Yerel seçimler nasıl kazanılır?
Ahmet Özer: Halka gerçekten hizmet etmeye, fark yaratmak isteyenlere değer verilmeli. Siyasetten medet uman, başka amaçlar için gelenlere değil. Yani sonuçta halka ve partiye zarar verecek olan kişilere yer ve değer verilmemelidir. Bunu yapabilirse ne ala? Yapamazsa geçmiş ola..
Bir önceki yazıyı yerel seçimlerle bitirmiştim. Lafı dolandırmaya gerek yok. Bu yerel seçimler bir sonraki seçim için de belirleyici olacak. Yerel seçim tek adam rejiminin uzun süre devam edip etmeyeceği konusunda umut ya da umutsuzluğun işaret fişeği olacak. Yani eğer başta CHP olmak üzere muhalefet bu seçimden galip olarak çıkarsa bundan sonrası için halkta gelecek için (demokratik özgürlükçü bir anayasa konusunda) bir umut belirir. Eğer mağlup olursa geçmiş olsun.
Ne yapmalı?
Ama bunun için geçen seçimde yapıldığı gibi “...Biz tek dam rejimine geçit vermeyeceğiz.. “ deyip kendini, adamını kurtarmaya dönük bir çalışmanın ve çabanın içine girmemek lazım. Böyle yapanlar ülkeyi ve gerçek bir demokrasiyi değil kendini kurtarmayı düşünenlerdir. Kendi kişisel çıkarları için çaba gösterenlerdir. Bunu da demokrasi, barış, tek adama geçit vermeme ile igisi yok. Bu gibi laflarla kamufle ederler gerçek amaçlarını o kadar.. Bunları yaşadık, gördük.
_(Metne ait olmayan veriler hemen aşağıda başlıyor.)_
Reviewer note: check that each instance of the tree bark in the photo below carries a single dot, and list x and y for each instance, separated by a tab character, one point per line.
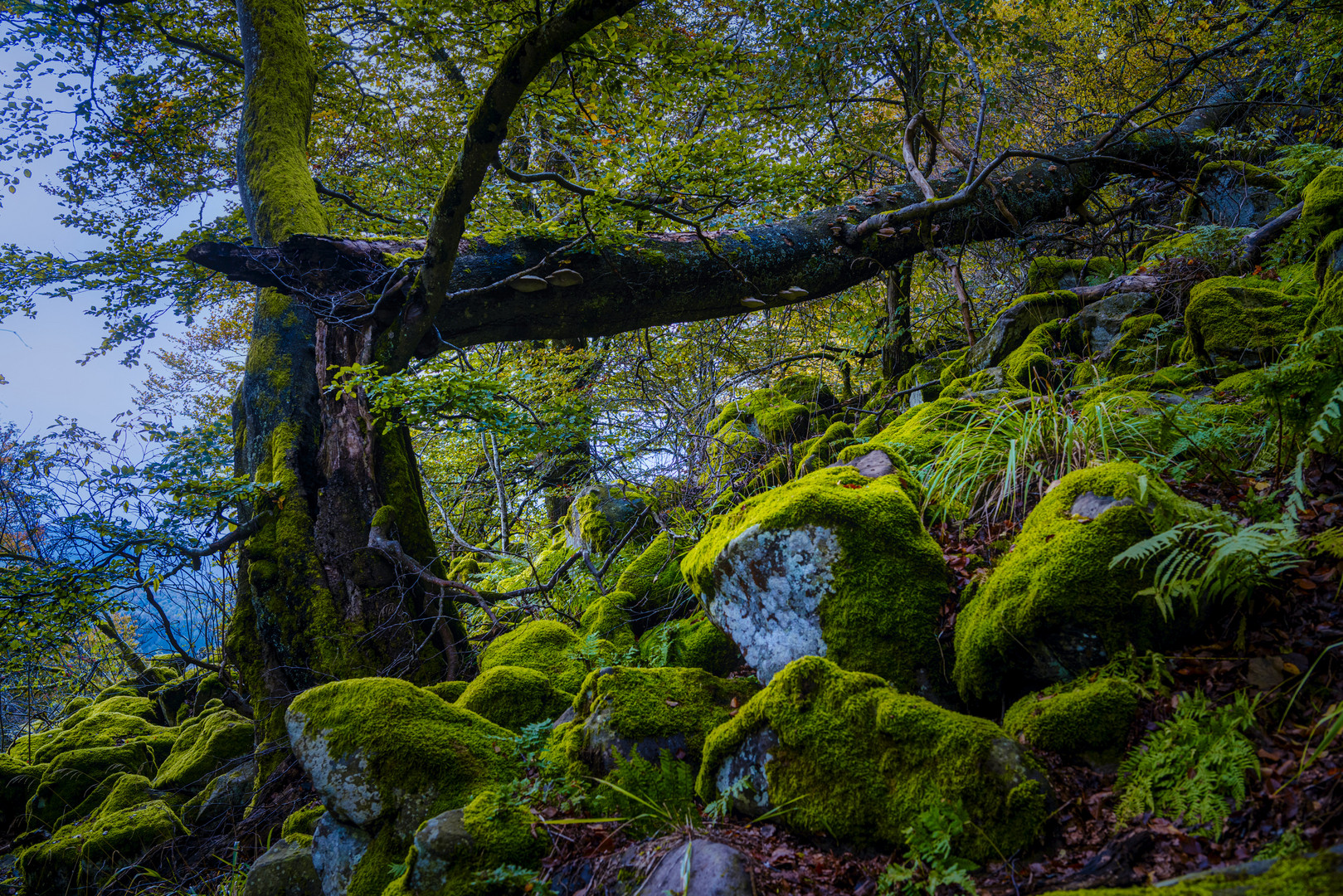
669	278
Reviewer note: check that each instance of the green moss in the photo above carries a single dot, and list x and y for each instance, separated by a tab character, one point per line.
17	782
920	433
693	642
303	822
514	696
653	578
80	856
416	754
824	449
854	758
1030	363
128	793
778	418
116	691
880	610
544	645
1303	876
75	782
95	730
645	711
204	746
1321	208
1076	716
1244	173
1241	316
1053	606
1047	273
609	618
805	388
449	691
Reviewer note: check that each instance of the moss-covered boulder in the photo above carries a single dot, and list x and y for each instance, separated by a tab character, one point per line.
653	579
1243	319
227	796
204	746
514	696
75	782
1050	273
1015	325
546	645
17	783
1053	606
1076	718
831	564
451	850
382	750
854	758
97	728
805	388
642	712
78	857
694	642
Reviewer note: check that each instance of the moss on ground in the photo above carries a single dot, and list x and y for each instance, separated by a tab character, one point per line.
1053	603
1240	317
204	746
878	610
626	709
544	645
1076	716
514	696
854	758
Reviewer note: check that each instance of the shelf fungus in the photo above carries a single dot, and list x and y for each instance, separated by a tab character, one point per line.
564	277
529	284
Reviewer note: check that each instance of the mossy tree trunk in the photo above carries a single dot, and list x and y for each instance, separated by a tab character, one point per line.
314	601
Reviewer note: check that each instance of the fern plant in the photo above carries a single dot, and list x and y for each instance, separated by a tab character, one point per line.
1193	766
930	864
1199	562
654	796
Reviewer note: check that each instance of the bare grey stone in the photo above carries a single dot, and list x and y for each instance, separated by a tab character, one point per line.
700	868
286	869
336	850
1091	505
768	586
440	844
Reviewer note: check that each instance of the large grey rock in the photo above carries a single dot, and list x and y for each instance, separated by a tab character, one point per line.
440	844
336	850
286	869
1102	323
700	868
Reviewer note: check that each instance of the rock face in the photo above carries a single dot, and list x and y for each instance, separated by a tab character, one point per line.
1054	607
857	759
701	868
383	757
833	564
645	711
1234	193
285	869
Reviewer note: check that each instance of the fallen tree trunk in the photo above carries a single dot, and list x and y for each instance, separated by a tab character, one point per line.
668	278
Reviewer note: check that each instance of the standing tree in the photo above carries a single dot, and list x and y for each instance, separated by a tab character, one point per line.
338	570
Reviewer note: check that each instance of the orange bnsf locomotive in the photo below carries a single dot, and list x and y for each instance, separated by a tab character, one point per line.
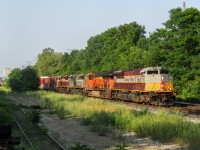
148	85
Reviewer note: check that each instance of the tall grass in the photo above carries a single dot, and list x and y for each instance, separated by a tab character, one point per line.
164	126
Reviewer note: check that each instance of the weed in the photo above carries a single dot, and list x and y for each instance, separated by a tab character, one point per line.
121	146
78	146
33	116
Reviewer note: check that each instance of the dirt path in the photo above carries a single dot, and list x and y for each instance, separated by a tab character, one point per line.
70	131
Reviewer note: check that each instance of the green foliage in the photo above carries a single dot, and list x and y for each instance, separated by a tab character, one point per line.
23	80
121	146
177	46
49	63
33	116
5	108
78	146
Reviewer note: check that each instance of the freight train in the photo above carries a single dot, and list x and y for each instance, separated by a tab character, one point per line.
152	85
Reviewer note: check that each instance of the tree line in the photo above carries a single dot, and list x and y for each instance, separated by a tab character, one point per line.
176	46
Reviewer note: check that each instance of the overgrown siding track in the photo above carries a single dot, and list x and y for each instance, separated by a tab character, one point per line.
36	138
186	108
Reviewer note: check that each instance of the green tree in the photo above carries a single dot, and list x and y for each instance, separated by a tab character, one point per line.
177	46
49	63
23	80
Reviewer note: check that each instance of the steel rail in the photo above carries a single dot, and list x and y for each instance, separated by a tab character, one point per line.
22	130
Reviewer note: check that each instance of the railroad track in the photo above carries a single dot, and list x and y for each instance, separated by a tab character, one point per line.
186	108
35	137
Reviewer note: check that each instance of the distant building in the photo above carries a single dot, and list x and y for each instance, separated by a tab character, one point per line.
6	72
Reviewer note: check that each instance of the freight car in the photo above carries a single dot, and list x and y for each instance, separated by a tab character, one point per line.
148	85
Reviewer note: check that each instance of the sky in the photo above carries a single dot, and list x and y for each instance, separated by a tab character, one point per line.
29	26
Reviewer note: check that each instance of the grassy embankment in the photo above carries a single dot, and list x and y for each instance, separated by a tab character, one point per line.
102	116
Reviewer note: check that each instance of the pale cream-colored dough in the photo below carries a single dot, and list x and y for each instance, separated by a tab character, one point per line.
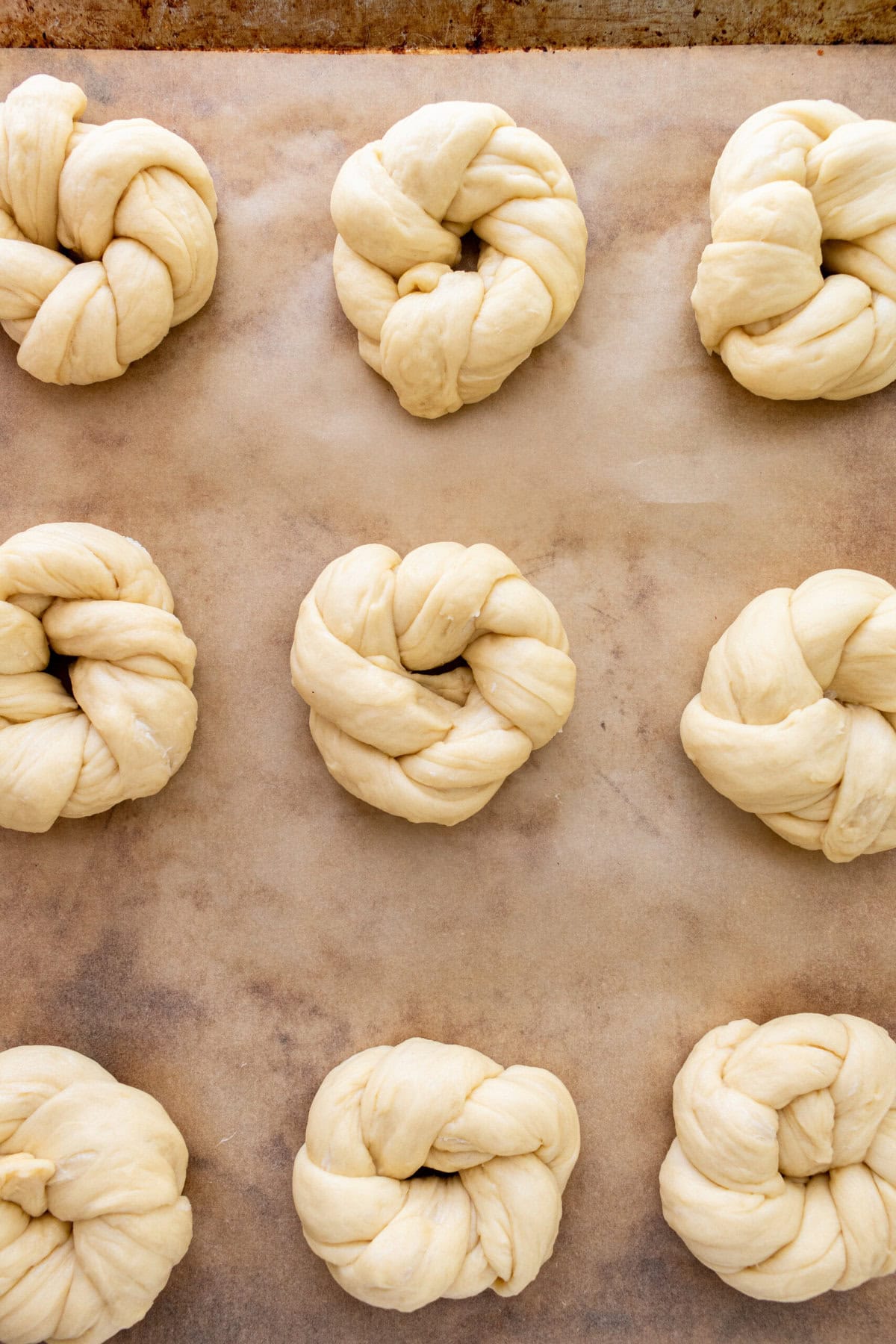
448	337
423	746
511	1137
803	186
129	722
134	202
782	1175
92	1210
795	718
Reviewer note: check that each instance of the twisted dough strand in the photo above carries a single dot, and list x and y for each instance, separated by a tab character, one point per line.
801	186
511	1137
401	205
132	199
797	714
782	1176
429	747
92	1209
129	721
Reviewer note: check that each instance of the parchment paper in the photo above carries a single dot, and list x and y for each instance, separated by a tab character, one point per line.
228	941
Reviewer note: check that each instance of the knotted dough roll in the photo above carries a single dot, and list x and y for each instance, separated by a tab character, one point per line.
509	1137
447	337
395	730
797	290
92	1213
795	717
782	1175
128	724
132	201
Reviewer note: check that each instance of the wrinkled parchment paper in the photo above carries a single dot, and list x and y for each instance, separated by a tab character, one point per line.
228	941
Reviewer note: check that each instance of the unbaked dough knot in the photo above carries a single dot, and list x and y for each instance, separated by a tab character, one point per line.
505	1139
129	719
131	199
92	1209
797	712
393	725
782	1176
445	337
797	290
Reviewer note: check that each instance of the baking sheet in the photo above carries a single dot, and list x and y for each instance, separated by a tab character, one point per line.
226	942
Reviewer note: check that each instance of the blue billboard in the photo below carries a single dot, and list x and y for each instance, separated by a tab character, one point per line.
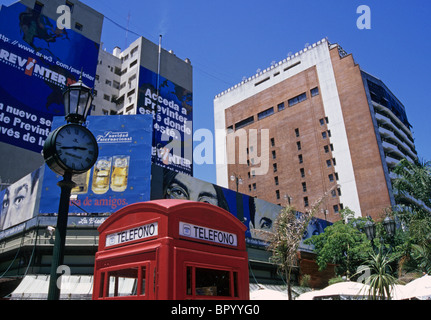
257	215
121	175
171	107
37	61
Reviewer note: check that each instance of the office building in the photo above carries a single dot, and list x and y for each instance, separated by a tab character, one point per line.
323	125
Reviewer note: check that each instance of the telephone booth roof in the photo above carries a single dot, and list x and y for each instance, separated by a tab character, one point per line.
170	215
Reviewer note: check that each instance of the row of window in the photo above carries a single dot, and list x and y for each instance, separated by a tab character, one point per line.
270	111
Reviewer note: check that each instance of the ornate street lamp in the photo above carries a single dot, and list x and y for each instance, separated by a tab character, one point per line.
370	230
70	149
389	225
77	102
237	180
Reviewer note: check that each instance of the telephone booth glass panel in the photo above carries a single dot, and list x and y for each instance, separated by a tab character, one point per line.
203	282
121	281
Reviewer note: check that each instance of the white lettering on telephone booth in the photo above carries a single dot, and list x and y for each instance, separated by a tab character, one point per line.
207	234
133	234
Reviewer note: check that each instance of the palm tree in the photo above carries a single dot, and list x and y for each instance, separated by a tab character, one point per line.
414	179
286	236
380	280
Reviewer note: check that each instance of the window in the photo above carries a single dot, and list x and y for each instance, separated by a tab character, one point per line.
78	26
297	99
314	91
244	122
302	171
38	7
266	113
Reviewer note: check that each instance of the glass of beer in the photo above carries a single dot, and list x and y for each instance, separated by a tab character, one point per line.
81	181
120	172
101	175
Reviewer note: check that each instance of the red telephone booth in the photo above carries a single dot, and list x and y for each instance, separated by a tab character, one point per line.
171	250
Dostlar birbirimizi hiç kandırmayalım, öyle diyip sonra böyle yapılarak tek adam rejimi durdurulamaz. O halde herkesin şapkasını önüne koyup düşünmesi gerekmez mi? Şimdi kişisel hırs ve beklentilerden sıyrılma vakti. El birliği ve gönül birliği ile doğru olanı yapıp sonuç alma vakti.
CHP yerelde nasıl davranmalı?
Alalım CHP’yi. 'CHP bu yerel seçimlerde nasıl başarılı olur'u konuşalım. Büyük laflar edip bir şey yapmayanları bir kenara bırakın, müttevazi olup taş üstüne taş koyanlara bakın. Hem Türkiye'de hem Mersin’de. Peki nasıl olacak bu?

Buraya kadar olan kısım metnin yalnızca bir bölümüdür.